The most common of the three is obviously wakaru 分かる. It's everywhere: wakaru na, wakaru ne, wakaru no. Literally everywhere every time said by everyone. An extremely common word. It means "to understand," or, "to be known" since it's intransitive. (you can't wakaru something)

Then we have wakeru 分ける, which has absolutely nothing to do with the above. It means "to divide" or "to split." Of all things! It can also mean to "separate" or even "to tell apart." But it looks like a goddamn conjugation of wakaru! Who could have guessed that wakaru and wakeru are two completely different words?

So you're reading a manga, chilling, and all of sudden someone "understands an apple in two;" What does that even mean?!

And next, of course, there's wakareru 分かれる, which also means "to divide" like wakeru 分ける. The difference? Well, wakeru is transitive (someone wakeru's something) while wakareru is intransitive (someone wakareru). So it's used to say, for example, that a path "branches" into two. Because you don't say someone "branched" the path into two. There's no object in the phrase, so it's intransitive.

Ukeru 受ける and Ukaru 受かる

In a similar vein, the words ukeru 受ける and ukaru 受かる look like conjugations or even maybe a transitive and intransitive version of each-other, but they are no such thing.

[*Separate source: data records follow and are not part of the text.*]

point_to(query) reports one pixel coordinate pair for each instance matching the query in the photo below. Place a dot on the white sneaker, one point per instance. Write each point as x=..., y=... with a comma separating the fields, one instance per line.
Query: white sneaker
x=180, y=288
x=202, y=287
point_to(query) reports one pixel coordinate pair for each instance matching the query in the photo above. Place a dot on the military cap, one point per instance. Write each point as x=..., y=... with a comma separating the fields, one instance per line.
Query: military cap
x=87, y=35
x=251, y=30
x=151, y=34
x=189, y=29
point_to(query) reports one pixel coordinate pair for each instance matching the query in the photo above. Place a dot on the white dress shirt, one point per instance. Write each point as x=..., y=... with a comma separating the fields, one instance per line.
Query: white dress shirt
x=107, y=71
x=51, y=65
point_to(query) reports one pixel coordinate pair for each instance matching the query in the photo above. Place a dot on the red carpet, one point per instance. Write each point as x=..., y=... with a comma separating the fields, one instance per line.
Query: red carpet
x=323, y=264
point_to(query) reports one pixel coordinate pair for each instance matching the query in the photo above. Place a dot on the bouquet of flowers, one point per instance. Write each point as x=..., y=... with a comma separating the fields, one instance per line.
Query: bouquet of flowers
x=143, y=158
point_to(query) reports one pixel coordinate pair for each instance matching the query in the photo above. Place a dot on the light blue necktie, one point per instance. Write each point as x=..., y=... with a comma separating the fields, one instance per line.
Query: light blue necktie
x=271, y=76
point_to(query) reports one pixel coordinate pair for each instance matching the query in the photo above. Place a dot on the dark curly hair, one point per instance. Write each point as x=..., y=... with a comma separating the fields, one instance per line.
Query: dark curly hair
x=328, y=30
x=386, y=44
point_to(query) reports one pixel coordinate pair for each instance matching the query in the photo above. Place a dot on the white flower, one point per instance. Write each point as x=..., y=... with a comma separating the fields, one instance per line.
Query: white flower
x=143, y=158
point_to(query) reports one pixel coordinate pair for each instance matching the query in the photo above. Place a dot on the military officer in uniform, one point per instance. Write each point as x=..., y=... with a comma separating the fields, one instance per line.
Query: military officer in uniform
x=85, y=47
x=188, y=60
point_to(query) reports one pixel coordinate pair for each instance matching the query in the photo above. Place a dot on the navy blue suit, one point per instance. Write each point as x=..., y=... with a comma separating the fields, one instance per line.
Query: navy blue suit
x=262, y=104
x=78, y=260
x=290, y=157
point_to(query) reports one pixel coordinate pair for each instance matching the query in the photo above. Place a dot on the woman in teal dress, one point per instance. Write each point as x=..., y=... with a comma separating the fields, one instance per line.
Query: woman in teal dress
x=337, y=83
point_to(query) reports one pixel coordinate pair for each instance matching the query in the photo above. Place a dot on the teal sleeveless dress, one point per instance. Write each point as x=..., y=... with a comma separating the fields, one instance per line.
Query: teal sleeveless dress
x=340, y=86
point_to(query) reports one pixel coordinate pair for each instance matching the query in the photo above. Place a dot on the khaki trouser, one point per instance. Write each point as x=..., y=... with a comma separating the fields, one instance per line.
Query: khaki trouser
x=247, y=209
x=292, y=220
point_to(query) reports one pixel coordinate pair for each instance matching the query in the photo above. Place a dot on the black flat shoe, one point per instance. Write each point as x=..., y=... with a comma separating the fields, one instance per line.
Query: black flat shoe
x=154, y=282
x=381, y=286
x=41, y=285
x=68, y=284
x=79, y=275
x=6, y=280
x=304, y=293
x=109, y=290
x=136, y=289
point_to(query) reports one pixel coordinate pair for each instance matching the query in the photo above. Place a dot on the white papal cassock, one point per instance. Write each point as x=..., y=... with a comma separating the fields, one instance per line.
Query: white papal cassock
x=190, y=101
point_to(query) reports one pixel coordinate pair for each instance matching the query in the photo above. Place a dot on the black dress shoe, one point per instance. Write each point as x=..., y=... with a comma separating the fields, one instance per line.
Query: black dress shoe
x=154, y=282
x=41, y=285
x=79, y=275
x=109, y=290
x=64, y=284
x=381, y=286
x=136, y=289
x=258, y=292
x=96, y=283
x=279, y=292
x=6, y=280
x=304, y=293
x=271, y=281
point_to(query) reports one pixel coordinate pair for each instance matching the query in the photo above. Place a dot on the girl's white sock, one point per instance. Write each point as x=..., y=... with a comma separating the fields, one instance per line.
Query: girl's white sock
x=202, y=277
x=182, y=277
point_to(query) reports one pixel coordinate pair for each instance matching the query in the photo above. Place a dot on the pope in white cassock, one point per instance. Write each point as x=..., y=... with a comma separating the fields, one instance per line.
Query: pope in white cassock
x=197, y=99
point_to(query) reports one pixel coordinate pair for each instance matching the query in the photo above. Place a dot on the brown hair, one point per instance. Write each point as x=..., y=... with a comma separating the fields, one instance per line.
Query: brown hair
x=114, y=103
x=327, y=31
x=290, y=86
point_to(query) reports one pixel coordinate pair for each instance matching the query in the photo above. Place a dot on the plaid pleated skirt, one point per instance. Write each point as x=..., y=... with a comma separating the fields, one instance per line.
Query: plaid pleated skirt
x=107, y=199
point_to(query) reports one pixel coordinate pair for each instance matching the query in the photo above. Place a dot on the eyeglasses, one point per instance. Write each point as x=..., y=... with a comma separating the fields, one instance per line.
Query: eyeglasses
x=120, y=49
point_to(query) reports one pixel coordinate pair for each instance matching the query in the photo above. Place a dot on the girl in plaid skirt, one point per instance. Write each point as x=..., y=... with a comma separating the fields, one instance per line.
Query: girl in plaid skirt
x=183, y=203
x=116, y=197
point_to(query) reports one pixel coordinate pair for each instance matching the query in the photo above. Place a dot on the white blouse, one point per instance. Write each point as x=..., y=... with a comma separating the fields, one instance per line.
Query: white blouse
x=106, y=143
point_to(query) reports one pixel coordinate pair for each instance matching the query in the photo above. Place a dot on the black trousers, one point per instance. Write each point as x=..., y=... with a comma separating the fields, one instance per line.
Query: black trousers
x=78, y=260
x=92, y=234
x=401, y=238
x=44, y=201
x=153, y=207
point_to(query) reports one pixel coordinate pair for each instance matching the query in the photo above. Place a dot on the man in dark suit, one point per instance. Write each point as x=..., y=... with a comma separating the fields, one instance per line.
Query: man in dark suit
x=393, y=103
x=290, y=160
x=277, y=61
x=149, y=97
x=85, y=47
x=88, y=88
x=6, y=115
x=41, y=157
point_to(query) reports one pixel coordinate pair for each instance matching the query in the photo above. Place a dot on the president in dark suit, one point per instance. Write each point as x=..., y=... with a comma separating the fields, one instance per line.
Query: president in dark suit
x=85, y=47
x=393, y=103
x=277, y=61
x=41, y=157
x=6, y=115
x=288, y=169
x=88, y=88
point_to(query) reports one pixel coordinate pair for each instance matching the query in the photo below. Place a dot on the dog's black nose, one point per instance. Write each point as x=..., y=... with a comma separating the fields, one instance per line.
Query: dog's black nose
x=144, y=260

The common word, ukeru, means "to receive," and it's common enough to show up in compound verbs like uketoru 受け取る, "to receive and pick (an item)," uketomeru 受け止める, "to receive and stop (an attack)," etc.

Then we have ukaru 受かる. It has a very, very specific meaning. So specific one'd wonder why there's even a verb for that. The word ukaru means "to pass an examination," like a college one. And no, it doesn't means to "receive" an examination. It doesn't mean you may fail it after having ukaru'd it. The verb ukaru is specifically for having passed it.

Of course you can conjugate that verb. If you didn't pass the examination, for example, you could say its past negative form: ukaranakatta 受からなかった, "didn't pass."